Research Press Release
		
			
        
		
		【気候科学】華北平原の熱波は灌漑によって激化する
Nature Communications
2018年8月1日
温室効果ガス排出量が削減されないシナリオでは、華北平原での殺人的な熱波が激化する可能性が高いことを報告する論文が、今週掲載される。今回の研究では、高分解能モデルによるシミュレーションが行われ、十分に灌漑された農業地域における湿球温度(気温と湿度の統合指標)が、人間が生存できる1日の最大閾値を超える可能性が高まることが明らかになった。

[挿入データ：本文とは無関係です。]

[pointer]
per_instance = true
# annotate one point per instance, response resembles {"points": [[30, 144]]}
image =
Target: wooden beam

華北平原は降水量が少ないため、農業地域では灌漑が必要だ。しかし、灌漑は、地表面の湿度を上昇させて、熱波の激化に寄与することがある。この地域では、殺人的な熱波(湿球温度が摂氏35度を超える状態が6時間以上継続すること、と定義される)が増えることが予想されているが、この殺人的な熱波に対する灌漑の影響を調べた研究はなかった。

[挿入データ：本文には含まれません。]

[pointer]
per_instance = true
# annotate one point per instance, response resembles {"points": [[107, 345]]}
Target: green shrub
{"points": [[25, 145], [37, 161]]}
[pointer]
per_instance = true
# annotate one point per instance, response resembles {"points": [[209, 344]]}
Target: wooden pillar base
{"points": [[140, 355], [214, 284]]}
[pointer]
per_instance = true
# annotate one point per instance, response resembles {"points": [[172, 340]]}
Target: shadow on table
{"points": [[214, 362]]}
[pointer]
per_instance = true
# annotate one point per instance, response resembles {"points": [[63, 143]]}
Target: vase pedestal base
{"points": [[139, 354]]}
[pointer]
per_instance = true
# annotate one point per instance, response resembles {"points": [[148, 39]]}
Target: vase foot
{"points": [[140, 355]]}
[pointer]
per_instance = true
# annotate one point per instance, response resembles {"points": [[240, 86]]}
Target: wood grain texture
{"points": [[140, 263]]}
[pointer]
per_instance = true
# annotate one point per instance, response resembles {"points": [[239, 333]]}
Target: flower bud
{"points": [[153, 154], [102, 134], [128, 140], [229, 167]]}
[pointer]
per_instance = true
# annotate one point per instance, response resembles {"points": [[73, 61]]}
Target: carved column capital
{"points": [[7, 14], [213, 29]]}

今回、Elfatih EltahirとSuchul Kangは、高分解能モデルを用いて、温室効果ガス排出量が削減されないシナリオでは、灌漑によって華北平原での殺人的な熱波がさらに激化することを明らかにした。灌漑と気候変動の複合的影響による湿球温度の上昇幅(摂氏3.9度)は、それぞれ単独の影響による上昇幅(灌漑:摂氏0.5度、気候変動:摂氏2.9度)よりも大きく、今回の研究で、熱波における湿度の果たす重要な役割が確認された。
doi:10.1038/s41467-018-05252-y
「Nature 関連誌注目のハイライト」は、ネイチャー広報部門が報道関係者向けに作成したリリースを翻訳したものです。より正確かつ詳細な情報が必要な場合には、必ず原著論文をご覧ください。